Visual hallucinations in wider clinical and non-clinical context

Condition Key features
Parkinson’s disease Occurs throughout PD from early stage disease without cognitive impairment to PDD (see above). Other hallucination modalities can be involved in later stages.
Charles Bonnet syndrome Eye or visual pathway disease (see above).
Dementia Includes AD, DLB, PDD, AD, VaD (see above). Other hallucination modalities can be involved.
Comorbid disease Eye and neurodegenerative disease combined (see above).
Schizophrenia/bipolar disorder Visual hallucinations are less prevalent than auditory hallucinations in schizophrenia and other psychoses. VH in these conditions rarely occur without auditory hallucinations during the course of the illness and are typically interspersed with unimodal auditory hallucinations.
Bereavement VH of the deceased can occur as part of normal grief reaction but are less frequent than sensed presence of the deceased.
Delirium VH are the most common modality of hallucination in delirium where they occur in the context of clouded consciousness, sleep dysregulation and affective symptoms.
Sleep-related Occasional VH can be normal experiences at the margins of sleep (hypnagogic/hypnopompic hallucinations). They may also present as part of a sleep-disorder (eg, narcolepsy).
Medication side effects PD medication can precipitate VH but the exact mechanism and its relation to PD neurodegeneration is unclear. Medication with anti-muscarinic effects and opiates are particularly implicated in VH.
Hallucinogen use Visual perceptual phenomena including visual snow (see below) afterimages, palinopsia and flashback VH may persist after hallucinogen exposure (hallucinogen persisting perception disorder).
Peduncular hallucinations Complex visual hallucinations caused by brainstem or thalamic lesions. When caused by brainstem lesions, VH are associated with sleep disturbance and eye movement dysfunction. Hallucinations in other modalities can occur.
Occipital/temporal seizures Ictal phenomenology is based on location of seizure. Simple VH are associated with occipital foci. Complex VH imply involvement of the temporal lobe and limbic cortex.

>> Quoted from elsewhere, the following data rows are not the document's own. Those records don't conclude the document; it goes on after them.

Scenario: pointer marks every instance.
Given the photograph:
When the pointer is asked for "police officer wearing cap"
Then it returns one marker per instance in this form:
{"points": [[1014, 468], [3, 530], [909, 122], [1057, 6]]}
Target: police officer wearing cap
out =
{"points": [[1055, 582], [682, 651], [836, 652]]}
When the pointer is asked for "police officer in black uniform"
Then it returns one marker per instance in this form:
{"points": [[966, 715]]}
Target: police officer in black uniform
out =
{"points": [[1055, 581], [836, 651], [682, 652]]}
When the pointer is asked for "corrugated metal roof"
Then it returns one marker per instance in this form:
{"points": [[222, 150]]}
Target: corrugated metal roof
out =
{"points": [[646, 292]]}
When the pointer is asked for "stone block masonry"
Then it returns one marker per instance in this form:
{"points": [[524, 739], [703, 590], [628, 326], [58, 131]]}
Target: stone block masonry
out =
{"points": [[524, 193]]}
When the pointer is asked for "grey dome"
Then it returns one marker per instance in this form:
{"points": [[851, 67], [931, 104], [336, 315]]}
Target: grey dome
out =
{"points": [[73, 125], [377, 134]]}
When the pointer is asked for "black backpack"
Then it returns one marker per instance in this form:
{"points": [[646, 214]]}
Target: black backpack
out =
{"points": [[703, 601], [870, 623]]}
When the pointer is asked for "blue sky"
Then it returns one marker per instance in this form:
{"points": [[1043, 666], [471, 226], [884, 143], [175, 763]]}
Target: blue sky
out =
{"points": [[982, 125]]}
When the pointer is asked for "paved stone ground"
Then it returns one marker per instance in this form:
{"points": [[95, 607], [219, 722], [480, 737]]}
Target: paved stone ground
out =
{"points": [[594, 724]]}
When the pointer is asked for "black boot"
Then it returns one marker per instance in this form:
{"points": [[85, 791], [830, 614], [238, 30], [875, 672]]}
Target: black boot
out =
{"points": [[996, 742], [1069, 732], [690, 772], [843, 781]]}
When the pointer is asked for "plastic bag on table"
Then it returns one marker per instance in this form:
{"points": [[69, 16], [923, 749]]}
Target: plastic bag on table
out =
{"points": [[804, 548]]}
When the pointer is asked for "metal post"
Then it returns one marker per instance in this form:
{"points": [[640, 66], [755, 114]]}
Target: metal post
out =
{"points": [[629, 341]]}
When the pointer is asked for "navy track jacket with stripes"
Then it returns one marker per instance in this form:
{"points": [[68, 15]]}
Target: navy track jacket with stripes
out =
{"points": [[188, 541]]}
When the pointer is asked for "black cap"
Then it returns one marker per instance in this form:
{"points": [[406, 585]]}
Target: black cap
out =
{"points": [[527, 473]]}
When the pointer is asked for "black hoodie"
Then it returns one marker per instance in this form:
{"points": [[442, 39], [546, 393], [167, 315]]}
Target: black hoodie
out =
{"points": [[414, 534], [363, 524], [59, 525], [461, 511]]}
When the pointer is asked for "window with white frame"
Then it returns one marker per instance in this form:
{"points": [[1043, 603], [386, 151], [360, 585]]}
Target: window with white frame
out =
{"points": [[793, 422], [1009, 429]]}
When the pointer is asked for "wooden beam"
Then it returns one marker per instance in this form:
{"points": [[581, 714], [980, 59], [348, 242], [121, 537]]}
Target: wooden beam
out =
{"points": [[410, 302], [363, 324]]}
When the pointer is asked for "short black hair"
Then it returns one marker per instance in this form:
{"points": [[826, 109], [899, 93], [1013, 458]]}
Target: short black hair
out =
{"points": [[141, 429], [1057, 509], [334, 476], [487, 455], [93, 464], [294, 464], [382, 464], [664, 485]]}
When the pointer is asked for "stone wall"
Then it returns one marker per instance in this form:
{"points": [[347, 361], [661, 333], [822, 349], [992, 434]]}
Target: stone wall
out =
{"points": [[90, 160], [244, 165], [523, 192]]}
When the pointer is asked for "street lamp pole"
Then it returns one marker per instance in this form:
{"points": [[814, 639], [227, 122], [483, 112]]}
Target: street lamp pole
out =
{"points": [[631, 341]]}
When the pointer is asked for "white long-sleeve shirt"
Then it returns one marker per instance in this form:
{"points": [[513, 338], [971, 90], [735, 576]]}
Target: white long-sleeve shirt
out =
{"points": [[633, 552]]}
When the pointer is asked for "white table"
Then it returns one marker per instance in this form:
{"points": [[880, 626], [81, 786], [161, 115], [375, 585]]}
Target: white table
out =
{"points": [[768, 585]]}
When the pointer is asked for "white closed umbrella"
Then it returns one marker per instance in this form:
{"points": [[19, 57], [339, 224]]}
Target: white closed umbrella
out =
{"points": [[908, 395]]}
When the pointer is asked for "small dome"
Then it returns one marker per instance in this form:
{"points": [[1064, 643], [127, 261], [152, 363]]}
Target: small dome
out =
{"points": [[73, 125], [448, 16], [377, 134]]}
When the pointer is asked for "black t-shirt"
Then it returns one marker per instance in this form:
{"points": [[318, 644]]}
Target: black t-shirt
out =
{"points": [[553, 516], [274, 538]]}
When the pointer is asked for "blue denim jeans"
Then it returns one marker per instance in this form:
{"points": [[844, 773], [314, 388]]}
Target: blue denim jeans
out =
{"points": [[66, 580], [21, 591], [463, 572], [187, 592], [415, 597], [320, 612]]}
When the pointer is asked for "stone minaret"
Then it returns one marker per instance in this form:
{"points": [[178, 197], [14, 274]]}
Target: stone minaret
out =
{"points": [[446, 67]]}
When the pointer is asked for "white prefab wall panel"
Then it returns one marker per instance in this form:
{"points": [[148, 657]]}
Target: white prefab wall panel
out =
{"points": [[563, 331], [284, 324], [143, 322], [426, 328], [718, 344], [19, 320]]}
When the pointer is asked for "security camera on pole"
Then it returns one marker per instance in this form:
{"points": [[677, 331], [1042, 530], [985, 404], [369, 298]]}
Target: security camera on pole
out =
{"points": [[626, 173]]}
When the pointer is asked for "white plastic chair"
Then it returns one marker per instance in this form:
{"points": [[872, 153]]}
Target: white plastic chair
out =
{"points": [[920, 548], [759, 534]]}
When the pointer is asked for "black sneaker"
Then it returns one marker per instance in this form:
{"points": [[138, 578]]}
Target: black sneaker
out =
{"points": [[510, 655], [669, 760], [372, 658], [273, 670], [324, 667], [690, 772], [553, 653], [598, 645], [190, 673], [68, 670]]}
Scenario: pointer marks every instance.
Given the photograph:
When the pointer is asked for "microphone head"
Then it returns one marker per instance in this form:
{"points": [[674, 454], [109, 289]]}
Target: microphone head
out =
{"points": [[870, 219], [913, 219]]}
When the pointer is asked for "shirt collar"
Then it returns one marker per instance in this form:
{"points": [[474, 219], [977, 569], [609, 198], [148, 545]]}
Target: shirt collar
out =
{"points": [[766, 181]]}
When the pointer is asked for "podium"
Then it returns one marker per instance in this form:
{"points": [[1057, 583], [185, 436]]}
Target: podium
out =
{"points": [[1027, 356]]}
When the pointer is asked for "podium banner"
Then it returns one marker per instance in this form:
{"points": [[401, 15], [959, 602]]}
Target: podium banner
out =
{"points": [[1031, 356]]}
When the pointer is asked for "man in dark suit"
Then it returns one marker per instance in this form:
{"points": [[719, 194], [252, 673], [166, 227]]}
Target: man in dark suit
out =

Migraine Teichopsia in classical migraine aura and other visual perceptual phenomena.
Visual snow syndrome A syndrome characterised by persistent dynamic visual noise (snow), palinopsia, entopic phenomena, photophobia and nyctalopia. Associated with migraine.

AD, Alzheimer’s disease; DLB, dementia with Lewy bodies; PD, Parkinson’s disease; PDD, Parkinson’s disease dementia; VaD, vascular dementia; VH, visual hallucinations.